Hoy, Aselia, sólo quedan tus huesosas manos, tus espantables manos salpicadas de hollín. Las veo entre las agujadas de la pared escondiendo lagartos y moscas verdosas, tanteando sobre el techo los nidos de alacrán. Ellas crearon aquel humo negro al extremo del patio. Ellas degollaron, cuando la luna estaba a medio cielo, todas las aves del corral. Pero también, Aselia, porque alguna vez te hablaron de alegría, también tus manos levantaron las hechizantes flores sobre el pecho y aquel collar de frutas rojas, como una serpiente, bajando la hendidura de tus senos.

Se habló de la muerte del caballo y alguien dijo que tú le habías tejido las crines brillantes. Había amanecido al fondo de la callejuela, con flores de malva esparcidas en su cabeza. Un rocío verdoso le cubría los ijares y la cola, sus ganchudos huesos marchitos y aquellas marcas de hierro, ya ilegibles, sobre la piel. Alguien percibió tu mano dulce sobre las patas del animal y pensó que tu sombra lo había seguido cuando, entre dos estacas de guamo, lo llevaron a podrirse en el barranco.

¿Había venido él, Aselia, en un caballo gris? Es posible adivinar su andanza por pueblos lejanos en aquellos manteles bordados que guardabas en el armario ruinoso. Nadie pudo despojarte de esos manteles deshilachados. Los guardabas con un celo inmenso y aún llegaste a juntar llamas azules de carburo para detener las alimañas voraces. Sin duda que él los trajo de aquella tienda donde un hombre rojo, que hablaba como los niños, se los dio a cambio de unas espuelas doradas. Desde allí no hubo más que los duros pies, con un garfio atado, para impulsar cabalgatas. Porque… ¿verdad, Aselia, que él vino sobre un caballo gris? Y amaste su violencia, su blusa sucia, sus dedos amarillos, cuando te pidió de comer por el postigo de la ventana. Lo amaste aún los días en que se dijo que había caído reventado en la Cordillera del Humo. Después sólo se vio el caballo, vagando por las noches y los días, mordiendo la escasa paja de las calles, hasta ir hundiéndose —haciéndose pequeño, apenas cuero— de hambre y de ausencia de espuelas doradas.

Todo, Aselia, había sido inventado para aumentar tu tristeza. Hasta aquellos muebles de esterilla despedazados, cojos, haciendo círculo contra la mesa tosca y cargada de manchas, de dibujos extraños labrados con navaja, dé nombres desconocidos y marcas de cuchillos filosos. La hoja de sábila, arrugándose cada vez más como un animal verde, sobre la puerta de entrada. El casquillo pendiente del clavo, abriéndose en su extremo final para el paso ignorado y remoto de la suerte. Y todas las tarjetas de colores, haciendo un abanico de ciudades y puertos y embarcaciones y mujeres echando a volar una paloma. Y aquel raro objeto, hecho de cartón y retazos, con muchos salientes, para guardar alfileres. Y algo más: los trastos viejos, los peroles, las cajas llenas de piedras y de troncos, los pájaros colgados de la pared, la cama de madera y lona, con su gran rebozo amarillento y las pequeñas salpicaduras de sangre y su mal olor.

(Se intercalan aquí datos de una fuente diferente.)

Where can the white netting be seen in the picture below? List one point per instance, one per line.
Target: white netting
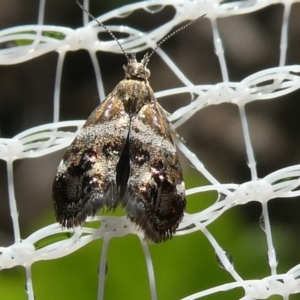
(20, 44)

Ese era, Aselia, tu universo más cercano —tu miserable fuerza cotidiana— más hecho para el incendio y el agua torrencial que para acompañar tus noches de ruidosa soledad. Y allí quedó tu liviana muerte, tu inocente y menuda muerte que sólo a los tres días resonó en el pueblo. Porque nadie escuchó tus gritos, ni tus ramas de saúco, ni tu palma bendita, la noche del gran viento. Porque nadie supo, Aselia, que te había crecido el corazón.